O Mundo nunca foi um lugar seguro e o que sobrar não deve ficar melhor – só não nos entendemos quanto à atribuição (ou "distribuição" – não há realmente santos, mas uns são menos bárbaros do que outros) da culpa: ouvindo alguns dos mais acérrimos defensores da virgindade de Putin, dos apelos à Paz, só a Paz e nada mais do que a Paz, anseia-se pelo futuro só para ouvir a História contar a história destes dias; de como o “Mundo Ocidental” se deixou manipular pelos EUA, pela NATO e pelo presidente Zelensky, amputados cavaleiros do apocalipse, capazes de levar a Mãe Rússia a esventrar várias cidades ucranianas contra a vontade do seu presidente, Vladimir Putin, o mais injuriado dos mártires; de como a prepotente Ucrância foi capaz da maior agressão ao seu próprio Estado, soberano contra a vontade do seu povo, torturando-o, violando-o, matando-o, de Bucha a Izium, sob a complacência do Ocidente, Belzebu, interessado apenas em vender armas, ensaiar palcos de guerra e ungir um herói: pode ser, mas é uma hipótese mais retorcida do que a da febre imperial de Putin.

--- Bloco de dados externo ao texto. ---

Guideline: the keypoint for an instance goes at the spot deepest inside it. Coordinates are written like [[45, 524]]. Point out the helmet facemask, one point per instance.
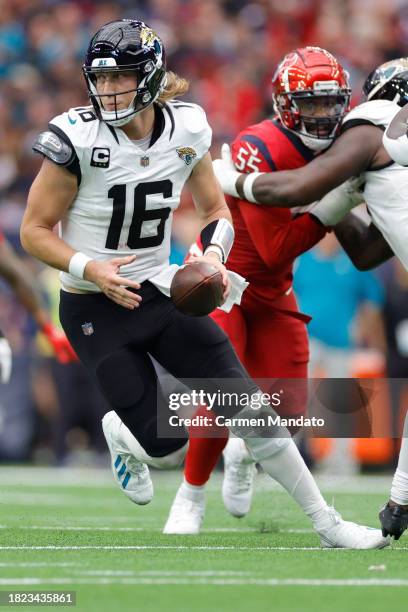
[[315, 116], [149, 71]]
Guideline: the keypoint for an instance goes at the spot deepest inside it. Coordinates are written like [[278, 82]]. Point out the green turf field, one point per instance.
[[72, 529]]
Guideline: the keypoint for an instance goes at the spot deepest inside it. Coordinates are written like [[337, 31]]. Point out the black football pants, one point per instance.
[[114, 343]]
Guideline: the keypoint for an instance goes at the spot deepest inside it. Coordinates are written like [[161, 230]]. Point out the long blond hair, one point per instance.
[[175, 86]]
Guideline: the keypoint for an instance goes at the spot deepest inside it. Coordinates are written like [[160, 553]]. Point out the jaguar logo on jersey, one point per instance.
[[100, 157], [187, 154], [87, 329]]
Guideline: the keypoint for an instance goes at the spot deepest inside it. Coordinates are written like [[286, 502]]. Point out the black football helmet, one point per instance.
[[126, 45], [388, 82]]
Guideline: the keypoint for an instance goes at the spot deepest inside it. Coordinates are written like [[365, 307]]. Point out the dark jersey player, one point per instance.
[[113, 175], [311, 96], [362, 148]]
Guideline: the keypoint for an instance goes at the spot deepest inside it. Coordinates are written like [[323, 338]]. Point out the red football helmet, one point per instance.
[[311, 95]]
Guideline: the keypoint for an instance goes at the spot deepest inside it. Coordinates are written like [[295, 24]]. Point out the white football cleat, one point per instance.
[[131, 475], [239, 472], [345, 534], [186, 513]]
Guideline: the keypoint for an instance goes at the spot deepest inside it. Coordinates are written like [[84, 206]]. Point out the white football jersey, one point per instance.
[[127, 195], [386, 190]]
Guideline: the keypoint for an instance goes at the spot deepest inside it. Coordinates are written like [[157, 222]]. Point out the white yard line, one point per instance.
[[29, 476], [174, 547], [155, 529], [267, 582], [39, 564]]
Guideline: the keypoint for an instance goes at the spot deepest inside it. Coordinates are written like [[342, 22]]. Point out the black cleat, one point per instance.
[[394, 520]]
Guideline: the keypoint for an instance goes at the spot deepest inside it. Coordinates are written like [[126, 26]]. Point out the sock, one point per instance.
[[203, 453], [288, 468], [399, 487], [192, 492]]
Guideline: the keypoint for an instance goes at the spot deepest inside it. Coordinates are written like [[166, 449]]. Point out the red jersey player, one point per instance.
[[311, 96]]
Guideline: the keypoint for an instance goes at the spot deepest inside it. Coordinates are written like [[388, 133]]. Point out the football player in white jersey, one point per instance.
[[358, 151], [113, 175]]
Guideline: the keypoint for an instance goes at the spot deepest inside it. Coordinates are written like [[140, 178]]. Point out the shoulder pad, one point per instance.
[[55, 148], [376, 112], [192, 115], [79, 124]]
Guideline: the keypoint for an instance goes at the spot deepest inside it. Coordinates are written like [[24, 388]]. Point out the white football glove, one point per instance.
[[225, 172], [395, 138], [336, 204], [5, 360]]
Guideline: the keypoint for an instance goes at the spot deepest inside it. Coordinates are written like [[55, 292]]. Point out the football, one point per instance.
[[197, 289]]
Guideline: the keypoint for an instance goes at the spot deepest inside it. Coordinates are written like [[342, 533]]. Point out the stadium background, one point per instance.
[[228, 50]]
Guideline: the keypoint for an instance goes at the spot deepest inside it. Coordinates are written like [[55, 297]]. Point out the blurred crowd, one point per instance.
[[228, 49]]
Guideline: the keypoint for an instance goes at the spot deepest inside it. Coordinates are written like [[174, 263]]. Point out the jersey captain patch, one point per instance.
[[187, 154]]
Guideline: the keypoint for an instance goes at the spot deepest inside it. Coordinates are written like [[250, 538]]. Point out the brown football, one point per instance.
[[197, 289]]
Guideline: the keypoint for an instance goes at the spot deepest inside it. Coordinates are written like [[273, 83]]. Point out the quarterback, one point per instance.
[[113, 175], [358, 150]]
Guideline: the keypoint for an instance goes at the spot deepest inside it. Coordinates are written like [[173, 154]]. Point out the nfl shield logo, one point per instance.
[[88, 329]]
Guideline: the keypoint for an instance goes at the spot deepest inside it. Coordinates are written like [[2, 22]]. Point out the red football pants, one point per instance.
[[271, 340]]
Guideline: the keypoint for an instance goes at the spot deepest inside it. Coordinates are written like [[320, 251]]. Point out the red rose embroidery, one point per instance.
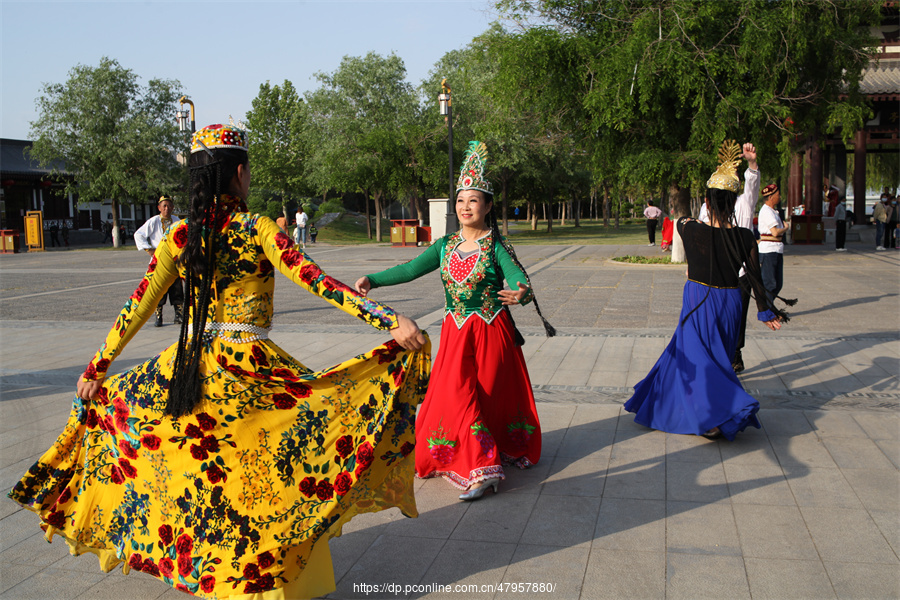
[[207, 583], [365, 455], [180, 236], [139, 292], [344, 446], [185, 565], [309, 274], [342, 483], [260, 356], [166, 566], [284, 401], [56, 519], [206, 422], [127, 468], [127, 449], [334, 285], [210, 443], [282, 241], [308, 487], [198, 452], [136, 561], [324, 490], [116, 476], [184, 545], [264, 583], [265, 560], [90, 373], [285, 374], [215, 474], [298, 390], [165, 535], [292, 258], [251, 571]]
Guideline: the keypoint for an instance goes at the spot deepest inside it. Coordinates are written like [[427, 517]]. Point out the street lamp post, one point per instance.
[[447, 111]]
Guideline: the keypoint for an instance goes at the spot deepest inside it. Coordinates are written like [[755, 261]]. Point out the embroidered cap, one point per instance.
[[769, 190], [725, 177], [471, 175], [219, 136]]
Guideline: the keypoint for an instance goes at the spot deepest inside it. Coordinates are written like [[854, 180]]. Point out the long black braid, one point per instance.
[[495, 232], [209, 171], [720, 204]]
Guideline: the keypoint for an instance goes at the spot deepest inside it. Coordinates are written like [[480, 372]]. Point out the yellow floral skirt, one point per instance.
[[230, 501]]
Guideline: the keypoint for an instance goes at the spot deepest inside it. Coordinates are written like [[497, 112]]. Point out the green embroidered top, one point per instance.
[[476, 294]]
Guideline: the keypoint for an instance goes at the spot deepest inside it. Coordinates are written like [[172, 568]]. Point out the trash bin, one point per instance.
[[9, 241], [404, 232]]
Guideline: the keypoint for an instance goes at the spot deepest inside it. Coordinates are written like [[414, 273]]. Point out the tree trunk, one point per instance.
[[117, 238], [576, 209], [368, 220], [606, 204], [505, 230]]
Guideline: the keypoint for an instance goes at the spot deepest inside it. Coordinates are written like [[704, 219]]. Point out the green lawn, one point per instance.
[[589, 233]]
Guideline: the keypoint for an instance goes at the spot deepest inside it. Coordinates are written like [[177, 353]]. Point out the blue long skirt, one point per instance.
[[692, 387]]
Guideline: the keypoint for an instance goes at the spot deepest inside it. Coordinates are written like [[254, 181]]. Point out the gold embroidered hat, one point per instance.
[[725, 177], [471, 176], [219, 136]]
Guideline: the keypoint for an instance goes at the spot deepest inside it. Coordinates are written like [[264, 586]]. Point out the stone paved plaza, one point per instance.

A Europa não goza de grande saúde e não sei se resiste. Gosto da ideia de Europa, mas é um projecto a ameaçar ruína. Ontem, à hora de almoço, cruzei-me com um discurso de final de campanha de Giorgia Meloni – a Itália que não tem medo da gente de bem; a Itália produtiva não tem medo; não têm medo os que sonham com uma Itália orgulhosa, os que querem voltar a ter orgulho na sua nação, da sua gente, da sua bandeira; essa Itália não tem medo, essa Itália está pronta – e eu, com excepção da gente de bem que não sei bem o que seja, não vejo ali tanto escândalo (o mesmo não digo daquele ar plastificado de Silvio Berlusconi, logo ao lado) e essa é parte do problema: a ideia de que todas as urgências que enfrentamos se resolvem ignorando o descontentamento crescente de um fatia cada vez mais significativa da gente de carne e osso. Há-de haver um equilíbrio entre o chilique enjoado dos Albertos Gonçalves porque a sereia Ariel agora é negra, vejam bem, e esta tentativa de doutrinação absurda que confunde o direito à igualdade com a imposição de uma forma de pensar "boazinha", que não admite deslizes de linguagem, sob pena de nos tornarmos uns proscritos. Há uma diferença entre "não gostar de" e "atentar contra", no limite, ser idiota não é crime e do Crime deve tratar a Justiça, e a Justiça é outro pilar sem o qual uma Democracia não é uma Democracia. Ainda hoje li que "há mais de três anos que o tribunal tenta notificar João Vale e Azevedo". Já me tinha esquecido da pessoa. Já para não falar dos outros. Não é bem o CHEGA de André Ventura que ameaça a nossa Democracia, o que não desmerece em nada o desprezo que se tenha por aquilo, e eu tenho.